Ratiometric single-molecule methods [multi-parameter fluorescence detection (MFD), two-dimensional fluorescence intensity distribution analysis (2D-FIDA), single-pair Fluorescence Resonance Energy Transfer (spFRET)]: Photon burst analysis based on ratiometric methods has been developed for monitoring FRET, polarization anisotropy, and spectral fluctuations [11, 36]. If the distance between two labeled molecules is in the 2-8 nm range, FRET can be used to monitor the interaction. For example, single-pair FRET has been used to monitor the cleavage of DNA by a restriction enzyme in solution [12]. The same ratiometric data analysis can also be applied to macromolecular interactions where the separation between fluorophores is greater than the 20-80 Å nm range for FRET, although this has not been done. In this case, it is necessary to excite both fluorophores individually and perform coincidence detection.
Multi-parameter fluorescence detection (MFD) and 2D-FIDA perform tasks similar to the ratiometric single-molecule methods, with additional capabilities. MFD has the additional ability to measure fluorescence lifetime [9, 37, 38], and can also be used to obtain the brightness information available with PCH and FIDA [10]. Originally, the single-molecule measurements with fluorescence lifetime were performed with a single detector, although now they have been extended to multiple channels. 2D-FIDA is the extension of the single-channel FIDA method described above to two channels. In extracting the occupancy and brightness in each channel, it takes advantage of both the ratiometric and brightness information. It can be used for samples in the low and intermediate occupancy regimes [39].
The type of information that is available from each of the previously described multiple-channels method is as follows: Cross-correlation FCS extracts coincidence, concentration and diffusion time (and other temporal dynamics), but not brightness; MFD can detect coincidence and extract brightness and ratiometric information for multiple channels, and diffusion time, however, it can only work with low occupancy samples; and 2D-FIDA can detect coincidence, and extract brightness and ratiometric information for multiple channels.

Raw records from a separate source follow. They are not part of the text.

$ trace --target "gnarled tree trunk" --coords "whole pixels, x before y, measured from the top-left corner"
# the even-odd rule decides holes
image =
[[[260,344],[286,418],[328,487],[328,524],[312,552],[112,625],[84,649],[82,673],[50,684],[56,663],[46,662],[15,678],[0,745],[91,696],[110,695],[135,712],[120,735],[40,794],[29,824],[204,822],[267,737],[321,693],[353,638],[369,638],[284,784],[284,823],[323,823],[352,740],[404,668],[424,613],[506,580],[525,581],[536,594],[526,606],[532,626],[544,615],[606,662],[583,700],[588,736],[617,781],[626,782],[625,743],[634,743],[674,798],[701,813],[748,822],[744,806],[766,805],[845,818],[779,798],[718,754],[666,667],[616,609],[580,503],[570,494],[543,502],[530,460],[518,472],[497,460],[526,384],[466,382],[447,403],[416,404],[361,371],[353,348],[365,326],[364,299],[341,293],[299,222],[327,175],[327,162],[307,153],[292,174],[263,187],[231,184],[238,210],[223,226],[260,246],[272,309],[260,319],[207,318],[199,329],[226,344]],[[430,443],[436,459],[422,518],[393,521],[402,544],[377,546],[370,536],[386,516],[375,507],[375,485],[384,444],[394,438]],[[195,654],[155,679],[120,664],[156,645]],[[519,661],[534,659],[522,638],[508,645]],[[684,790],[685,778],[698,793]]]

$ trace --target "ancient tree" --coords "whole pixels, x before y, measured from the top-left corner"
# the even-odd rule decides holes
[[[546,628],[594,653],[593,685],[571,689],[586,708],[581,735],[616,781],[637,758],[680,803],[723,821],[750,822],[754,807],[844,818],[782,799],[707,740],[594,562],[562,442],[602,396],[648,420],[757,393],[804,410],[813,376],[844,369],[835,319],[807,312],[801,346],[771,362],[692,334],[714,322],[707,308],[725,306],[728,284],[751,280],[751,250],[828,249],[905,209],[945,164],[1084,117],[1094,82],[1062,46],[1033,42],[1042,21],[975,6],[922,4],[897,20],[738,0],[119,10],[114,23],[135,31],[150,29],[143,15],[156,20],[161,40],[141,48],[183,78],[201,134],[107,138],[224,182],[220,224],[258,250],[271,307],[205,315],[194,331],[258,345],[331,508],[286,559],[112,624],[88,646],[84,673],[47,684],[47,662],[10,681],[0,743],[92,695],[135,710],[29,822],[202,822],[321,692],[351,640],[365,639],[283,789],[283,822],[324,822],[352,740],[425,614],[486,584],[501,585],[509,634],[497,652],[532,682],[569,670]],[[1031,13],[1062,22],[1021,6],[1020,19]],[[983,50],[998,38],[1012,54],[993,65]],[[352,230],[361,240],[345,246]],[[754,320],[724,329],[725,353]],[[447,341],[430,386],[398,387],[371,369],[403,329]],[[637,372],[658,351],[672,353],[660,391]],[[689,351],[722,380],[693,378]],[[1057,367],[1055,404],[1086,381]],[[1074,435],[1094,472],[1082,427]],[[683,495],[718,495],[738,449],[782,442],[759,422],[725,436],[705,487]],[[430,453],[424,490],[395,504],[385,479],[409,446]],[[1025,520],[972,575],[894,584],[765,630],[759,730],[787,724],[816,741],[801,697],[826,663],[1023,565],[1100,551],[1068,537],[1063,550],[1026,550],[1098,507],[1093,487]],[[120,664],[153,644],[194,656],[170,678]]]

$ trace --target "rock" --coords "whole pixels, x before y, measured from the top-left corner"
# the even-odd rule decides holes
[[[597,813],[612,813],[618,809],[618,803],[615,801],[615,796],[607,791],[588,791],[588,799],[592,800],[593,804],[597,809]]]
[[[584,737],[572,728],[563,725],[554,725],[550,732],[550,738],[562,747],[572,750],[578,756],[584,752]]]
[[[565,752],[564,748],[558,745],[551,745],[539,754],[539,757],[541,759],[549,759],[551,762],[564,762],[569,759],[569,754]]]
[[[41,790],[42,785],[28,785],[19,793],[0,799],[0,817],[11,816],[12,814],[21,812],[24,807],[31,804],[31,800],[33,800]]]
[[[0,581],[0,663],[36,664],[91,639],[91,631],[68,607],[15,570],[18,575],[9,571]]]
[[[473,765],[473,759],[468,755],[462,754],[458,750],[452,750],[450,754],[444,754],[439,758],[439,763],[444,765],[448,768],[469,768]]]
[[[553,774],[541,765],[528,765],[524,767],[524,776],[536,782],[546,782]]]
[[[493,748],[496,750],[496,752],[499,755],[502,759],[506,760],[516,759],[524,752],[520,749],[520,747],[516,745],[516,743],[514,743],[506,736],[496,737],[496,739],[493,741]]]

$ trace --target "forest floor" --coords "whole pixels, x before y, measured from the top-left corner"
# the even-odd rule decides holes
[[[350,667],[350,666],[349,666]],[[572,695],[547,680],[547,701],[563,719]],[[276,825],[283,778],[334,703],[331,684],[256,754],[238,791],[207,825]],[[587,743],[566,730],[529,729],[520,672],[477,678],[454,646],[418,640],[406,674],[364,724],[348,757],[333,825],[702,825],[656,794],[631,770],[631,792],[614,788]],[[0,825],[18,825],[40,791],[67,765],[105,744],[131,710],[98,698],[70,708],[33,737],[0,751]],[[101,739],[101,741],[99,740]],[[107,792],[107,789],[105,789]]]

It can work with low and intermediate occupancy samples, but does not extract diffusion time (or other temporal dynamics).
What is lacking in the existing methods is a way to combine the dynamic information available using cross-correlation FCS with the ratiometric and brightness information available with MFD, 2D-FIDA, and ratiometric single-molecule methods, while allowing analysis to be performed at concentrations corresponding to low and intermediate occupancies.